Increased Visits and ICD-10 Coding Inaccuracies
One of the most significant areas impacted by the increase in patient visits is revenue cycle management (RCM) and, specifically, ICD-10 coding. Each step of the process can suffer from the increased number of claims and the pressure to quickly complete each task along the way.
With this knowledge in hand, you can be proactive and meet the predictable head-on. Let’s look at how each step of the visit and coding process can be addressed in a way that positively impacts the whole.
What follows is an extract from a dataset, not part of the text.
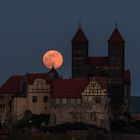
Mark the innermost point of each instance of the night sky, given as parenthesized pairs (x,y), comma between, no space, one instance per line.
(28,28)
- Pre-Surge Preparation – Now is the time to call together your entire team and review each position’s responsibilities, the coding function, and any new updates or changes that should be anticipated. Being prepared goes a long way in reducing errors when things heat-up
- Patient Visit – During the visit, all procedures performed, tests ordered, and billable supplies used need to be recorded accurately and double-checked to ensure nothing is missed
- Provider Coding Guidelines – Having adequate time pre-scheduled between patients so that the physician or Advanced Practice Provider (APP) can ensure they have met coding criteria and all forms are filled out appropriately
- Medical Chart Completion – Institute an end-of-day goal for all providers to have their superbill completed, the medical charting done, and the documentation ready for the billing office
- Coding – With the influx of patients comes increased workflow that moves through the coding and RCM process as well. It is worth a little extra time spent on the coding and review process now if it might alleviate a backlog of denials and rejections down the road
- Follow-Up by Optimizing Account Receivables – Against all best efforts, there may be an upsurge in denials and follow up work. If the documentation and coding were done well initially, this process could be much smoother and more efficient, and reimbursement can be captured quickly
Patient flow has been an area that has focused on the mechanics of how a practice or clinic operates, i.e., where are the bottlenecks, minimizing unneeded crossing of paths, etc. Think of the RCM process, and more specifically, ICD-10 coding inaccuracies from that same perspective, and to impact reimbursement during times of increased business positively.